Still wondering how you handle blocking IO in fibers.
That wasn't an important feature for the intended purpose of the gem,
therefore there is no explicit support for it at the moment.. that might
seem like a cop out but it is exactly what I wanted (minimal features,
specific use-case).
But I get the impression you are dealing with various third-party libs
which might just open a socket and start talking? Couldn't that block the
fiber and therefore the whole thread?
That is the same problem you'd have for any sequential code, whether it is
running in a fiber or in an actor - calling something that blocks
indefinitely - but I think as a user you'd be aware of this. I'm not
proposing a solution to this problem, I think that's probably impossible
anyway.
This has always seemed to me to be the compelling feature of ruby's
threads: you just let the thread scheduler manage blocking.
The thread scheduler may seem like a good idea in theory, but in practice
event driven code that works with OS primitives (select, epoll, kevent) is
generally more efficient. I think there are good arguments either way (e.g.
SUN UltraSparc chips seemed to be designed for thread-based workloads,
running up to 64 threads in parallel, a bit like HyperThreading in x86),
but event driven systems generally seem easier to reason about, give more
predictable behaviour, better defined resource usage, etc. Also, as
mentioned, while some implementations use green threads, not all
implementations are using green threads.

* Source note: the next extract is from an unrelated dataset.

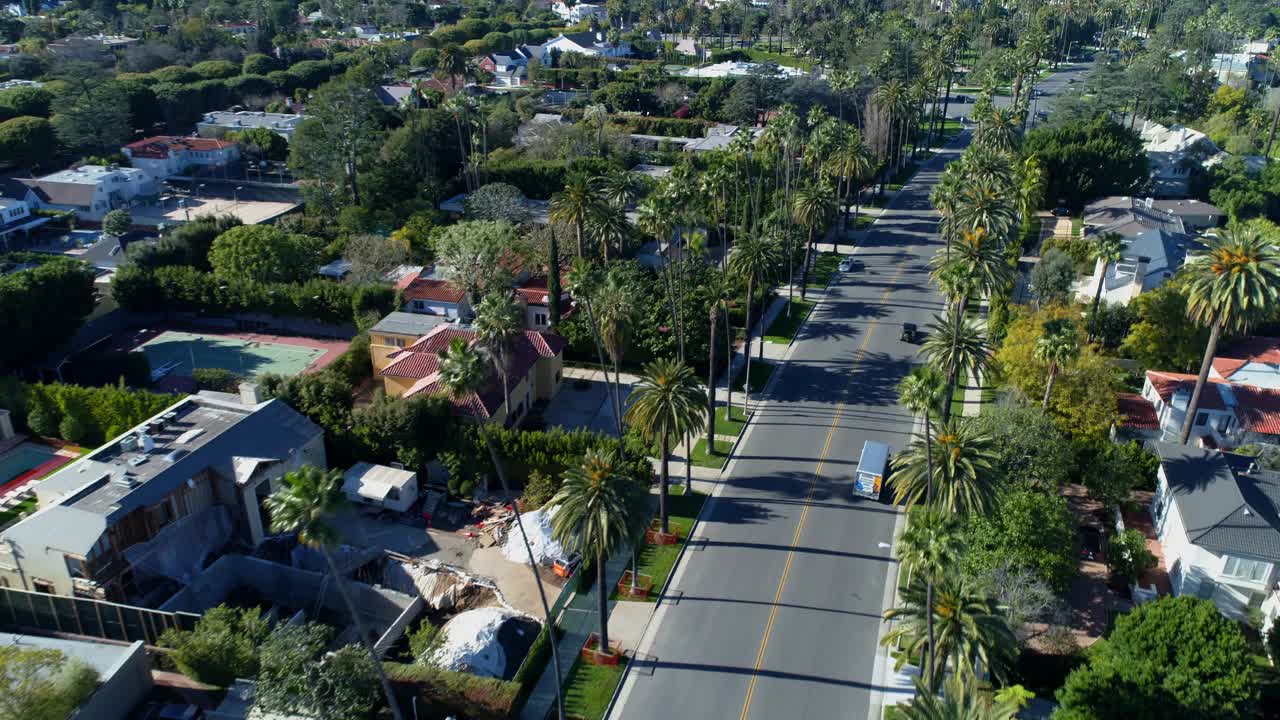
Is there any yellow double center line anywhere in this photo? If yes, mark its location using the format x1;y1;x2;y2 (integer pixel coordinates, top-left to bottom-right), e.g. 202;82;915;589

That means that if you use
threads, you need to deal with reentrancy and contention issues - at least
the same, if not more, complex than dealing with fibers (e.g. calling fork
might break everything when using threads, as mentioned).
Thanks for the example code. I'm sure that can be done more efficiently and
cleanly by having one function calling #select and resuming the correct
fiber.
Thanks for your ideas and feedback.
Kind regards,
Samuel
···
On 13 March 2014 13:56, Joel VanderWerf <joelvanderwerf@gmail.com> wrote:
Still wondering how you handle blocking IO in fibers.

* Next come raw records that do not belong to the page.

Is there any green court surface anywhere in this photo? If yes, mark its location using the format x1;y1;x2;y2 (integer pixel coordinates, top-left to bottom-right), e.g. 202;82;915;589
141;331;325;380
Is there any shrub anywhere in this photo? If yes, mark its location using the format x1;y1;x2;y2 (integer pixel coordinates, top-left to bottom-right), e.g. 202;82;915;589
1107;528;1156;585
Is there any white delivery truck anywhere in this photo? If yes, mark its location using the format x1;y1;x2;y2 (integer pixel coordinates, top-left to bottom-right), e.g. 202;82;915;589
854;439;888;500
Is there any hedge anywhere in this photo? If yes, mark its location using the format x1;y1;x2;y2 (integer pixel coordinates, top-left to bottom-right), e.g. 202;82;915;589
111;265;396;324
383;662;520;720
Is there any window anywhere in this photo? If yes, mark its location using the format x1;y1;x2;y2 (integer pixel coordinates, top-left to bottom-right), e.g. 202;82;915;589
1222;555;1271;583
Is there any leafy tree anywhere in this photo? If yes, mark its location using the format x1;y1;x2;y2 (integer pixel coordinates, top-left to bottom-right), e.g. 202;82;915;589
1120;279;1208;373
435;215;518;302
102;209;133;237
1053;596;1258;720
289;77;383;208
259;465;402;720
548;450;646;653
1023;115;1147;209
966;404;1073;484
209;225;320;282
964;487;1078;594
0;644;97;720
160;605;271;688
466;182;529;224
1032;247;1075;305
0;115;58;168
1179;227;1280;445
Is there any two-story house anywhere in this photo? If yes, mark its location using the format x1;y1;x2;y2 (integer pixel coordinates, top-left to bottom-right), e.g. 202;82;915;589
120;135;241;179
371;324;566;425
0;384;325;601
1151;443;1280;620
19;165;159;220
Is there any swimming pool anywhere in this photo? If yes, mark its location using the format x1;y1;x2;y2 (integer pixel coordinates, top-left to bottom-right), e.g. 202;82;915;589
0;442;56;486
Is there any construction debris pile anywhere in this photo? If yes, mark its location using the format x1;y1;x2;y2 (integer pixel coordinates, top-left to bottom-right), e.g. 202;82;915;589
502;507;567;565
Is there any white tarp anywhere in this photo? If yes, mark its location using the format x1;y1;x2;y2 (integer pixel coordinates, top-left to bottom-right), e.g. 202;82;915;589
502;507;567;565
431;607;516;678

If all of the code inside the fiber is under your control, you can use
non-blocking operations, and Fiber.yield if the operation would block. (See
example below.)
But I get the impression you are dealing with various third-party libs
which might just open a socket and start talking? Couldn't that block the
fiber and therefore the whole thread?
This has always seemed to me to be the compelling feature of ruby's
threads: you just let the thread scheduler manage blocking.
For anyone else who's reading and hasn't played with fibers, here's what
you can do to avoid blocking the whole thread while one fiber waits for
input:
----
require 'socket'
require 'fiber'
s1, s2 = UNIXSocket.pair
f = Fiber.new do
loop do
begin
puts "Fiber checking for available data"
data = s1.read_nonblock(10)
puts "Fiber received #{data.inspect}"
rescue IO::WaitReadable
puts "Fiber yielding"
Fiber.yield
puts "Fiber resuming"
unless IO.select([s1], , , 0)
puts "..even though no data is available"
end
retry
rescue => ex
puts ex
end
end
end
f.resume
f.resume
puts "writing to socket"
s2.write "123456"
f.resume
f.resume
puts "writing to socket"
s2.write "abcdef"
f.resume
f.resume
On 03/12/2014 05:03 PM, Samuel Williams wrote:
> Even green threads have this danger, don't they?

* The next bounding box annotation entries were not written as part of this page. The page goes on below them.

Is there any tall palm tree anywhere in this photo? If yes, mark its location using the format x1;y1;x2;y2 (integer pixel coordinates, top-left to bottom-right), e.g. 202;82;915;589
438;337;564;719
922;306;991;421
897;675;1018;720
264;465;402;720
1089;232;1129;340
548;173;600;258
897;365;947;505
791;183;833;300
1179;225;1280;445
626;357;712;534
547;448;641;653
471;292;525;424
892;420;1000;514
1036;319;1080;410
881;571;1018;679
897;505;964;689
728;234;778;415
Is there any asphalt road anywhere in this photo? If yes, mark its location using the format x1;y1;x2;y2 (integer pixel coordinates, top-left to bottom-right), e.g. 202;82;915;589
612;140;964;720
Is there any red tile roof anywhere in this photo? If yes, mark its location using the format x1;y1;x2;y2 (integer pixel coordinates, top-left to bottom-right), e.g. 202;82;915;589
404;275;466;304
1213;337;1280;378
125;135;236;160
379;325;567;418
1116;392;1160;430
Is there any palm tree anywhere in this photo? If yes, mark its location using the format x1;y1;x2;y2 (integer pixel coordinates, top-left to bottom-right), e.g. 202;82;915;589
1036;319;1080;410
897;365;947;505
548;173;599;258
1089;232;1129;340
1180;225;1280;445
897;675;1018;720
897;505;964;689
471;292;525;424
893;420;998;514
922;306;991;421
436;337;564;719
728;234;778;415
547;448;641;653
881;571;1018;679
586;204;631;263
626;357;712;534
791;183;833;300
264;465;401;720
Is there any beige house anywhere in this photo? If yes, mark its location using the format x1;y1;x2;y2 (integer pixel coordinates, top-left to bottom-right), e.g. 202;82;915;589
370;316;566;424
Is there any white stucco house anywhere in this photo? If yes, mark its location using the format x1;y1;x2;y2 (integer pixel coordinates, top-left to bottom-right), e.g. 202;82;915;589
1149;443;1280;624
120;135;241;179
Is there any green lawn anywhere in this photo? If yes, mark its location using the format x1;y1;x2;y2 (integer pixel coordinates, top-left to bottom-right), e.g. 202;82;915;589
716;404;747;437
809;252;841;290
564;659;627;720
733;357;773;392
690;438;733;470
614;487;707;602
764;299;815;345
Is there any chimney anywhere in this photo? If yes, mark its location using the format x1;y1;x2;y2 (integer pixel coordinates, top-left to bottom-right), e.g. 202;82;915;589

Yes, but in this context, I'm actually not sure I'd call the manual
scheduling a danger. While it could be referred to as explicit
scheduling, I prefer to look at as providing a specific, well defined,
non-blocking API with explicit synchronisation points.
(I think what I really like about fibers is they make it very easy to
compose concurrent code in a predictable way. For all intents and
purposes, the code is still sequential with very little overhead.)
Taking over manual scheduling seems a bit awkward compared to using some
kind of concurrency control (mutexes, queues, actors).
I would have said the opposite. Code using threads is typically very
hard to reason about compared to sequential code (like the API I've
proposed).
Except in specific situations (e.g. game engines, data
processing/access, algorithms/compression), I find threading causes more
problems than it solves (e.g.
http://www.linuxprogrammingblog.com/threads-and-fork-think-twice-
before-using-them).
Even debugging code with threads can be a nightmare - why is there a
deadlock - why is there memory corruption - etc. The only situation
where I've seen this working well in general is in
languages/environments designed from the ground up to support parallel
processing (e.g. haskell, clojure, etc). Everything else seems like a
hack that requires careful analysis to verify correctness and the path
to the dark side is always just one (poorly chosen) line of code away..
Anyway, basically, I really like fibers - if you want to run concurrent
unix processes, this gem is a good starting point.
Thanks for your thoughts and input.
Kind regards,
Samuel
On 13 March 2014 09:04, Joel VanderWerf <joelvanderwerf@gmail.com >> <mailto:joelvanderwerf@gmail.com>> wrote:
On 03/12/2014 06:22 AM, Samuel Williams wrote:
Threads are good but I felt like I wanted something more
predictable.
Also, not all implementations of Ruby use green threads and
therefore
might have synchronisation issues if you use (either directly or
indirectly through a gem/library) shared global state.
Even green threads have this danger, don't they?
Taking over manual scheduling seems a bit awkward compared to using
some kind of concurrency control (mutexes, queues, actors). What
happens if application code inside the fiber
(process_and_email_results in the example) makes a blocking IO call?
Manual scheduling with fibers is great for testing concurrent code
which would otherwise run in threads, because you can force a
certain kind of contention in a predicable way. I'm working on
extracting a library for doing this from a project where it's been a
useful technique.